Mintel outlined three traits specific to Generation Z customers:
1. Health consciousness
Regardless of age, sugar is at the top of parents’ watchlists when it comes to what their kids eat and drink. In fact, 60% of parents with kids aged 12-17 and 55 per cent of parents with kids aged 18 or older in the household report saying “no” to their kids’ food and drink choices based on sugar content. But while sugar is a key concern for parents, just 11% of US food and drink launches aimed at children (ages 5-12) from June 2017-May 2018 had low, no or reduced sugar claims, according to Mintel’s Global New Products Database.
Young consumers are increasingly growing health-conscious themselves. In fact, one quarter of teens aged 15-17 say they worry about staying healthy, with another 49 per cent agreeing that they think drinking soft drinks is unhealthy.
2. Interest in international foods
Today’s younger generations are diverse and seem to be cultivating an appreciation for international cuisine from a young age as 36 per cent of U.S. parents of children under age 18 agree that their kids enjoy eating international foods.

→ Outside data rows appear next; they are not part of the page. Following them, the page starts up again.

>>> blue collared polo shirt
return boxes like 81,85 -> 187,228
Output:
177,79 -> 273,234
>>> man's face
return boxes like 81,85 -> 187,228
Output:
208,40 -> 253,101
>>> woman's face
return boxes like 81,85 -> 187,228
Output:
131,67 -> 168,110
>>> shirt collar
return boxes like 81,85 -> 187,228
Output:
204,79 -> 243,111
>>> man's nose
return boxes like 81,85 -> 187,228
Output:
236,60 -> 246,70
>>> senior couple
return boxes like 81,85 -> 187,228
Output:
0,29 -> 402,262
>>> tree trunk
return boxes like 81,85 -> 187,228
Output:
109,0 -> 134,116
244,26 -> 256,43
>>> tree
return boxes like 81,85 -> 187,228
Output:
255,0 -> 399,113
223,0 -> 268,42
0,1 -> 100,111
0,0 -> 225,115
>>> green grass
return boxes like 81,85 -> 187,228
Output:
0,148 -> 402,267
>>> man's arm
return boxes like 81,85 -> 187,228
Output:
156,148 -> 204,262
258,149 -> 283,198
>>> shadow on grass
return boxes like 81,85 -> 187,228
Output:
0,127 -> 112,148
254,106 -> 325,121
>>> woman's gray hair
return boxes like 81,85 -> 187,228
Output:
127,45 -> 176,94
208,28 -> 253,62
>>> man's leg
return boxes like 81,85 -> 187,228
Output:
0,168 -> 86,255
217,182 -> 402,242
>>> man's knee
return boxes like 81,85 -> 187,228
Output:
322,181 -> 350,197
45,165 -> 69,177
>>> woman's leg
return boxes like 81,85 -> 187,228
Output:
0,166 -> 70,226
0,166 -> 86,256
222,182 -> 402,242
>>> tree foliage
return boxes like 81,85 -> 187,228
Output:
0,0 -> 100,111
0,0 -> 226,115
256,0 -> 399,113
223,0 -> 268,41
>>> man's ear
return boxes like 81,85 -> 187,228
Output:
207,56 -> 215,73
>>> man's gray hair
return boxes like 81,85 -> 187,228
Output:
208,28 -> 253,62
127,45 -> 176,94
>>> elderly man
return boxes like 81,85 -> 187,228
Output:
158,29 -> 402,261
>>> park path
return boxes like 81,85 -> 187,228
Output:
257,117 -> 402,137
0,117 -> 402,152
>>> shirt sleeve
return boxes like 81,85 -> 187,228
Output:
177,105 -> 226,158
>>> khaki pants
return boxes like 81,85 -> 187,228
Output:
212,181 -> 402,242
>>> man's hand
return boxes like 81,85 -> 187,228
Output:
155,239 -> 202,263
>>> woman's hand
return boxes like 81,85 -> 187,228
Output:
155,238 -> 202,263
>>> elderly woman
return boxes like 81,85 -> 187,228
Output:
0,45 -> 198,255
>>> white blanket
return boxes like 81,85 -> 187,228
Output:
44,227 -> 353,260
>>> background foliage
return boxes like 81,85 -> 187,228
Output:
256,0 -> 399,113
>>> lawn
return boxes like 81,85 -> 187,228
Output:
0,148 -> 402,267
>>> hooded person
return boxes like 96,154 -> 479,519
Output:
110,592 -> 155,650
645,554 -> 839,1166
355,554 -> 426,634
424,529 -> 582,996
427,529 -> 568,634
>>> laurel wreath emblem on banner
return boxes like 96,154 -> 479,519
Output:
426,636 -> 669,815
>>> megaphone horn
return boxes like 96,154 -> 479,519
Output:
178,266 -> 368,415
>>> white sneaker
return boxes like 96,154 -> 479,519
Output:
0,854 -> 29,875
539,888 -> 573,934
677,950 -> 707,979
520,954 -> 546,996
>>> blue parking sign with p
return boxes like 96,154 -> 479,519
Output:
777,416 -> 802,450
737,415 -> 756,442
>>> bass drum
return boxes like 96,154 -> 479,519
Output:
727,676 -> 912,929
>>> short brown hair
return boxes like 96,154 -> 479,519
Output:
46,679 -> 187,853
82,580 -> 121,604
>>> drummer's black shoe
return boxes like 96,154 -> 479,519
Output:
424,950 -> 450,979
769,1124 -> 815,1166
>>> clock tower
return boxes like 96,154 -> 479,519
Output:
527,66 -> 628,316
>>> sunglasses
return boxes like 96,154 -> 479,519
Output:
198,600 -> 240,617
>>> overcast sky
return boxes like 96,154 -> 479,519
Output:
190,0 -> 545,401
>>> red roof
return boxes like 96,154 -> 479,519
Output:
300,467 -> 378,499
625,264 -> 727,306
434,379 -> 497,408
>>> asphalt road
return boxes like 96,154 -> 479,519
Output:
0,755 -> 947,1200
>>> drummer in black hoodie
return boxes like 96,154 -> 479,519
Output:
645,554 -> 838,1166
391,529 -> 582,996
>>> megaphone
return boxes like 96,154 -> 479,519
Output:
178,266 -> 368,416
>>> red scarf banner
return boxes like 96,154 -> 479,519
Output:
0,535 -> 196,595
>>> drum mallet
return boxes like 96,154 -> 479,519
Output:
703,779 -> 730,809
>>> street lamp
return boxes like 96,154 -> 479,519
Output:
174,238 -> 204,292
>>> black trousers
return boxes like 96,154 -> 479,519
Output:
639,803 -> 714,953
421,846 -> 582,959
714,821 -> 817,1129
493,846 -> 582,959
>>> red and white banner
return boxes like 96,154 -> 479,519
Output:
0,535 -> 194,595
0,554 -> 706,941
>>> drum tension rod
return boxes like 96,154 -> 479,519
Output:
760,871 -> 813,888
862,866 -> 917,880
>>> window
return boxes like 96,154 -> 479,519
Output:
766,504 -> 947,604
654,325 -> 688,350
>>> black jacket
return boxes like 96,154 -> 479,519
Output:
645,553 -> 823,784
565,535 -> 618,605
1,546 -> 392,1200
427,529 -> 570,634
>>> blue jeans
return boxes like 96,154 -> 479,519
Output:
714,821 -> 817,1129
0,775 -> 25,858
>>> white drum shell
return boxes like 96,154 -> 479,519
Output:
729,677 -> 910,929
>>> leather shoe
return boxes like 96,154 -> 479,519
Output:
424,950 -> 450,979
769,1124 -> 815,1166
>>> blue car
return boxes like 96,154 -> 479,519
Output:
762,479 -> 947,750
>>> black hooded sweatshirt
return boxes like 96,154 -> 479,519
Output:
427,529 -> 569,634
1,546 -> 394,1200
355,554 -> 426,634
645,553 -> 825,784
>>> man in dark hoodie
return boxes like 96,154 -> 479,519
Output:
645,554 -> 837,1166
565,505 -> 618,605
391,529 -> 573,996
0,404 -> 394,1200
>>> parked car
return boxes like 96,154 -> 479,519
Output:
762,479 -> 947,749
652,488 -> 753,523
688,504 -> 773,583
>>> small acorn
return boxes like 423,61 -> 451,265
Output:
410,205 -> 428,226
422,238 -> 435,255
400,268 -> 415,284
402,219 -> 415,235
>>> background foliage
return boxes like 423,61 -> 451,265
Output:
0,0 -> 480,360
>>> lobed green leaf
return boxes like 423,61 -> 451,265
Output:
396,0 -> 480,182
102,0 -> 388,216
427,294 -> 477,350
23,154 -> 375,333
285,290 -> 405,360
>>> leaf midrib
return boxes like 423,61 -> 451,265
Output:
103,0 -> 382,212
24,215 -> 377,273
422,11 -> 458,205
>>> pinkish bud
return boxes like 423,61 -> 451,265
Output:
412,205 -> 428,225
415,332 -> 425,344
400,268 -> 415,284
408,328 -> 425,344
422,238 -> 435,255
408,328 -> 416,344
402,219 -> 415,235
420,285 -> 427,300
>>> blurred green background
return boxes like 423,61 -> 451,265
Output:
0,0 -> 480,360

In addition to interest in eating at international restaurants such as Indian, Middle Eastern or African, adult Gen Z consumers are also much more likely than older generations to find culinary inspiration from social media: 62 per cent of young adults aged 18-22 say they cook international cuisines at home after learning from social media, compared to 46 per cent of Millennials (aged 23-40) and 23 per cent of Generation X consumers (aged 41-52) who cook at home.
3. Interested in DIY due to digital savviness
Younger generations have grown up with the ability to thoroughly research their hobbies and interests online, resulting in 80 per cent of Gen Z consumers under age 18 saying these are just as important as their school work.
What’s more, roughly one-third of young customers believe that being creative is an important factor to being successful as an adult. This highlights an opportunity for food and drink brands to offer do-it-yourself experiences that help tweens, teens and young adults be creative and, eventually, confident in the kitchen.